Костылев метнулся, услышал, как за спиной взвизгнул Вдовин: «Вань, погодь! Я подмогу», от груды мешков с глинопорошком отодрал один, потяжелее, плотный, с металлопрокладкой, подтянул к животу и, шатаясь, пострашневший, со съехавшей на затылок и зацепившейся завязками за горло шапкой, заковылял к скважине, совершенно не чувствуя тяжести ноши. В мешке было более центнера веса – точнее, сто двадцать килограммов.
– Ванька! Давай я подмогу! – прыгал около него Вдовин, смешно потрясывая головой.
– Пу-усти! – выдохнул Костылев, чувствуя, что кровь вот-вот брызнет из носа. – Пр‑рочь!
Вдовин, раскрылатив руки, сверчком скакнул в сторону.
Костылев подковылял к скважине и, прицелившись налитыми натугой глазами к едкой вихрастой струе, с коротким облегчающим кряканьем припечатал боковину мешка к арматуре.
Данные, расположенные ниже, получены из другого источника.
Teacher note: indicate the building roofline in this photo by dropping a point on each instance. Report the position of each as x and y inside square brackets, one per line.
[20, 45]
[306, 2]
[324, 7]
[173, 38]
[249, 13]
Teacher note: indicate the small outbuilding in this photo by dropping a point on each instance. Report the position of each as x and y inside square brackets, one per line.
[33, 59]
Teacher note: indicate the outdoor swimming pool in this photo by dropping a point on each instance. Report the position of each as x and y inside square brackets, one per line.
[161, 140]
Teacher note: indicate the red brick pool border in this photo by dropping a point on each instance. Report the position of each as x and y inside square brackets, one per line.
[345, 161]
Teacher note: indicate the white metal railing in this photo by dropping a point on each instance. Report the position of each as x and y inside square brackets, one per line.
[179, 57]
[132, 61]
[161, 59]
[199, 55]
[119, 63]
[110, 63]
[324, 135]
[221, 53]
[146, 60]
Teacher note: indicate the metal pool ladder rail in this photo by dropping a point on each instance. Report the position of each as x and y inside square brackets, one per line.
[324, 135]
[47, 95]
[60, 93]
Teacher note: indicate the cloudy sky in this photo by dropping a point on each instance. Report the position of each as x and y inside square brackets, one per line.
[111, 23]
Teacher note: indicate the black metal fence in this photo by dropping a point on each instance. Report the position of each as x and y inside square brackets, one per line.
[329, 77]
Мешок задергался, зашевелился, как живой, у него в руках, забился, будто поросенок, которого собрались прирезать, и тогда Костылев, не думая ни о чем, навалился на мешок всей тяжестью тела, вцепился руками в крестовины арматуры, притянул к себе, замер, боясь пошевелиться.
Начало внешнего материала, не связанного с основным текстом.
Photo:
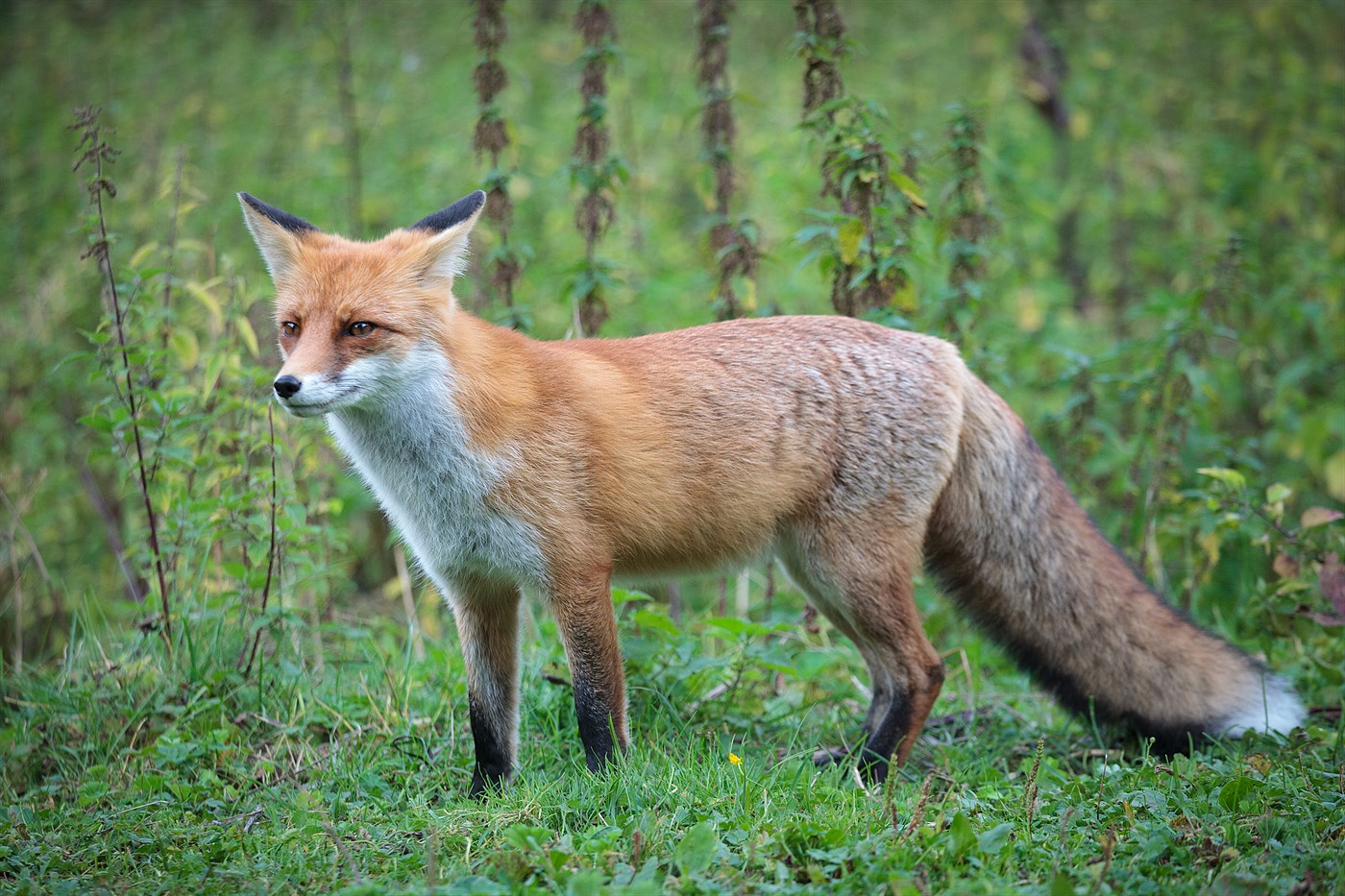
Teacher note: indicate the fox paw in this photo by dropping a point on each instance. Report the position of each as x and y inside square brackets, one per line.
[831, 757]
– Затя-ягивай хомут! – услышал он крик Уно, сосредоточил внимание на струе, на беспокойном шевелении мешка, подумал, что худо будет, если струя разрежет металлическую оплетку, пробьет глину, доберется до живого тела. Тогда беды не миновать...
– Ваня-я! – плясал сбоку Вдовин, его оттянула за полушубок рука с зажатым в пальцах гаечным ключом, поддела похожей на рачью клешнину раздвоиной под хлястик, и Ксенофонт исчез. На скважину, на усталых людей обрушился снеговой охлест, больно запорошил лица. Костылеву стало совсем туго – кожу, щеки, лоб больно саднило, обмороженные уши одеревенели. Он начал думать о постороннем, вспоминать смешное. Совсем некстати пришла картинка из детства. Ново-иерусалимские окрестности, добрые говорливые ели на опушке леса, иссиня-белая лыжня, по косой перерезающая поле. Шли школьные соревнования, лыжная гонка на десять километров. Каждым овладел азарт, воинственное желание победить, выделиться, чтоб было чем похвастаться перед девчонками их класса. В горячке бега каждый забыл про мороз. Когда пересекали финишную линию, обозначенную двумя воткнутыми в снег прутами, то девчонки встречали лыжников воплем досады, боли, сожаления, а потом и смехом: у каждого второго уши распухли, превратились в багряные оладьи. Как раз в канун школьных соревнований в сельмаг закинули спортивные шапчонки, очень красивые, броские, идущие к лицу, и все понакупили эти шапчонки. Вот только наушники у шапчонок оказались слишком короткими – их натягиваешь на голову, а они, как резиновые, уползают вверх, обнажают мочки, ушную хрящевину. Ребята и поморозились, совсем не заметив этого в азарте бега.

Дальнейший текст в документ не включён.